Darkness peeled away like a closing curtain.
Eyes opened.
Breaths caught.
They were no longer in the colosseum.
The space before them was vast beyond sense, an endless chamber where distance felt distorted, where size lost meaning. The floor was smooth obsidian stone, stretching so far it dissolved into haze. Above them, nothing resembled a ceiling. Only depth. Only scale.
Everything felt massive.
Too massive.
Gasps echoed as people turned slowly, fear and awe tangling together. Even the academy students stood frozen, their red armor dull beneath a pale, unnatural glow.
Then everyone saw them.
Five doors.
They stood at the far end of the chamber, towering like monuments rather than entrances. Each one was colossal, tall enough to dwarf towers, wide enough to swallow armies. Their surfaces were smooth, seamless, without handles or carvings, as if they had not been built but declared into existence.
They glowed softly, each with its own presence.
The first door shimmered blue, deep and cold, like an endless sky reflected on still water.
The second door glowed white, blinding yet clean, its light pure and unforgiving.
The third door burned yellow, warm but sharp, like a promise that could scorch.
The fourth door pulsed green, slow and alive, as if something behind it was breathing.

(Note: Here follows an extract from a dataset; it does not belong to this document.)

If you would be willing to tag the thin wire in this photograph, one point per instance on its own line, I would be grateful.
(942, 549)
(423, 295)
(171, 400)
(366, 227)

The fifth door stood apart.
Brown.
Muted. Heavy. Grounded.
Its glow was faint compared to the others, but it felt denser, older. As if it carried weight rather than light.
No symbols marked them.
No instructions followed.
The chamber did not speak.
It watched.
Starless felt small.
Not weak. Not powerless.
Small.
As if whatever had brought them here wanted them to understand one thing clearly before anything else.

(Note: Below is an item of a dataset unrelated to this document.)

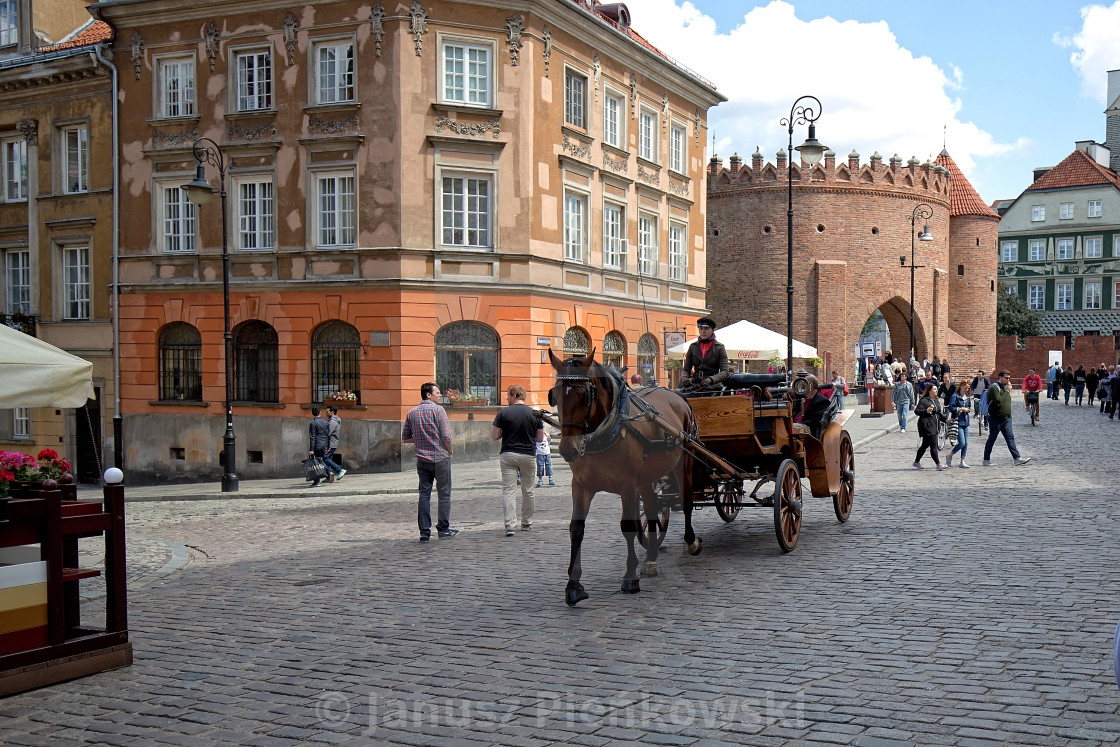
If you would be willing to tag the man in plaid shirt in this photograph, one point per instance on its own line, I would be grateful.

This place was not meant to be conquered.
"Attend, Awakeners."
The voice returned, echoing through the endless chamber, steady once more, yet layered with something watchful.
"Before thee stand five paths, yet none be named plainly, for meaning is not given. It is discerned."

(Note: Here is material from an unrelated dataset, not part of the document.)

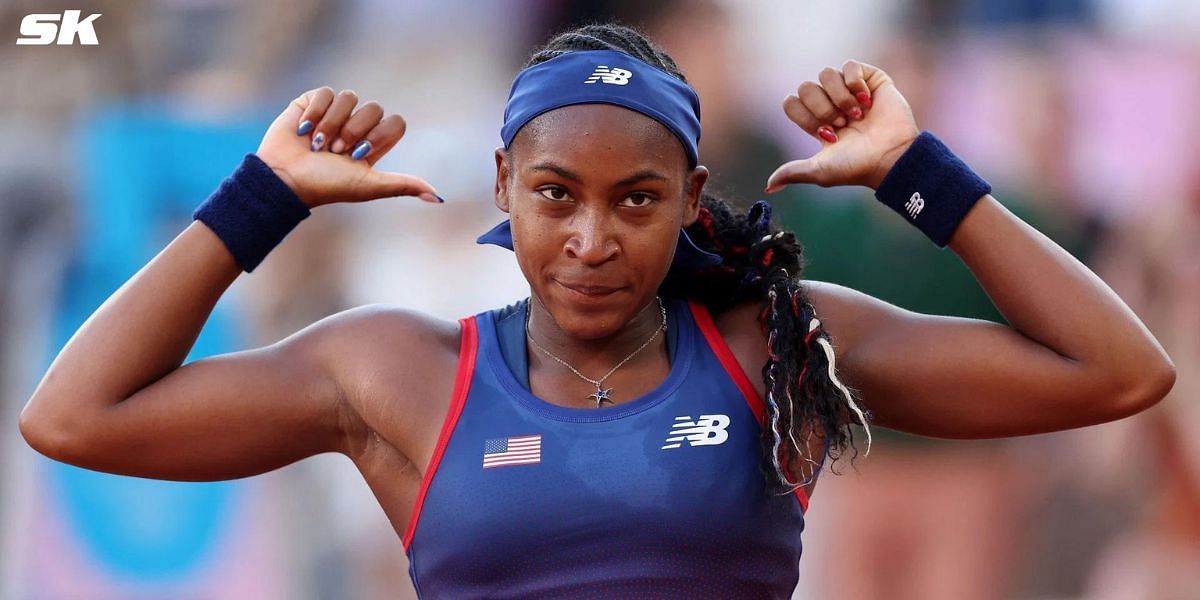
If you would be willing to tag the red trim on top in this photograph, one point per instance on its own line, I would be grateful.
(727, 360)
(467, 351)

A pause followed, long and deliberate.
"Thy first door, clad in Blue, be the beauty of that which hath no end. As the endless sky doth stretch beyond mortal reach, so too doth this path bind thee to vastness unseen, where wonder is boundless and depth knoweth no shore."
The blue door pulsed softly.
"Thy second door, White, be the union of all colors held in quiet accord. Here lieth balance, the fundamentals upon which thy reality standeth, neither excess nor want, but the harmony that order demandeth."
The white glow steadied, calm and absolute.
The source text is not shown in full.